Using Biomedical Text Mining to Uncover Potential Use of Existing Drugs for Inflammatory Breast Cancer (IBC)

Maria Dixon, Xiaojia Ji, Xialan Dong, Kevin P Williams* and Weifan Zheng*

Author Affiliations

BRITE Institute and Department of Pharmaceutical Sciences, USA

Received: February 27, 2019 | Published: March 12, 2019

Corresponding author: Kevin P Williams and Weifan Zheng, BRITE Institute and Department of Pharmaceutical Sciences, USA

DOI: 10.26717/BJSTR.2019.15.002764

Abstract

Inflammatory Breast Cancer (IBC) is the most aggressive and lethal form of breast cancer [1-3]. IBC represents ~2-4% of breast cancers in the USA [4] and accounts for ~7-10% of all breast cancer deaths [5]. The 5-year survival rate for IBC is less than 50%, significantly less than patients with non-IBC breast cancer (85%) [6,7]. Further, IBC affects young, African-American and AmericanIndian women at a higher rate than in other groups [8-10]. The diagnosis criteria used for IBC patients are based on clinical characteristics.

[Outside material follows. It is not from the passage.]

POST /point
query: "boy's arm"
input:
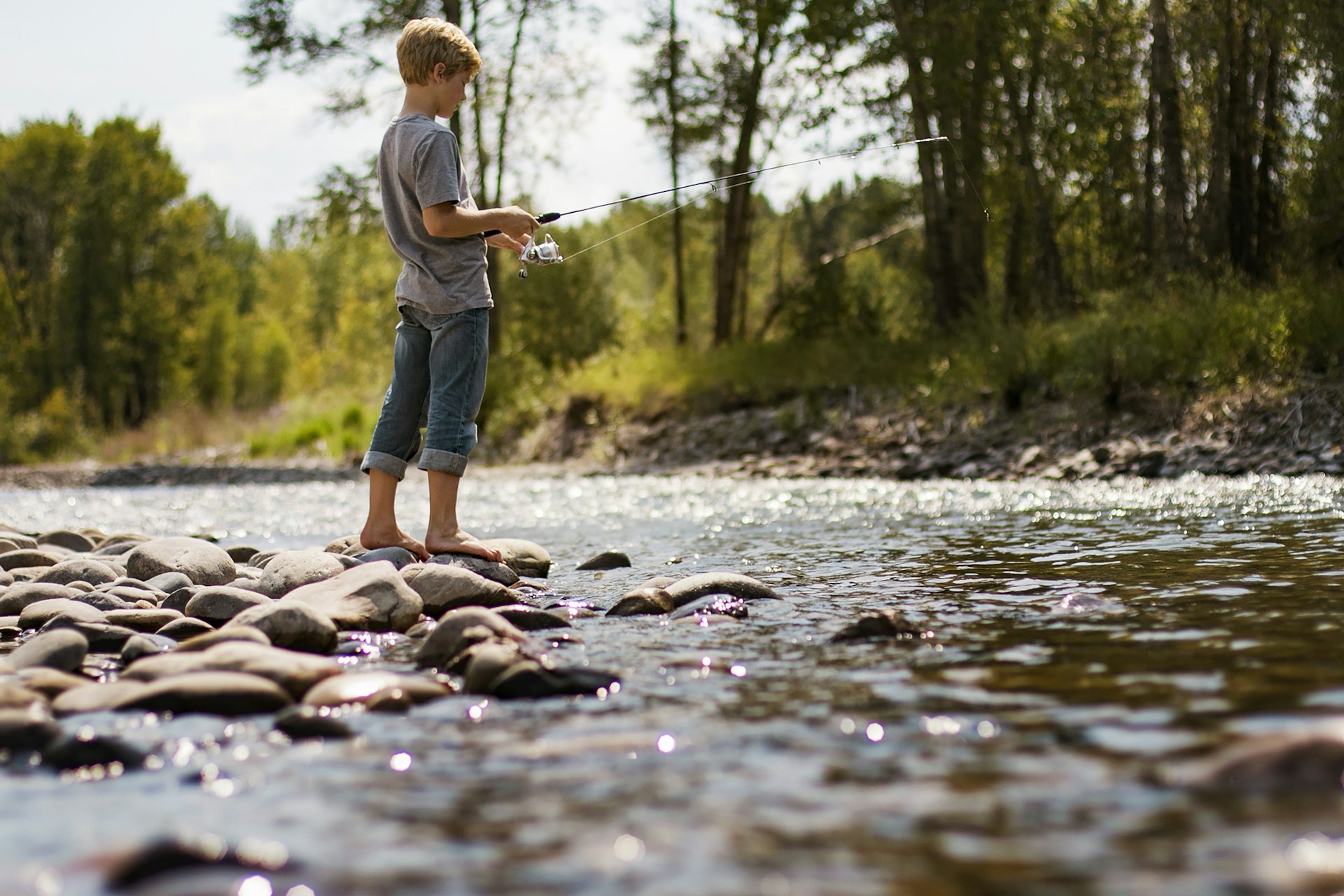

In IBC, the tumor cells are typically distributed diffusely in the breast instead of forming a solid tumor. These cells cluster to form emboli that block the lymphatic vessels in the skin covering the breast, causing a characteristic red, warm and thickened appearance of the breast termed peau d’orange. Hence, IBC tumors are not easily detected by mammogram with detection typically after the cancer has spread [1,3].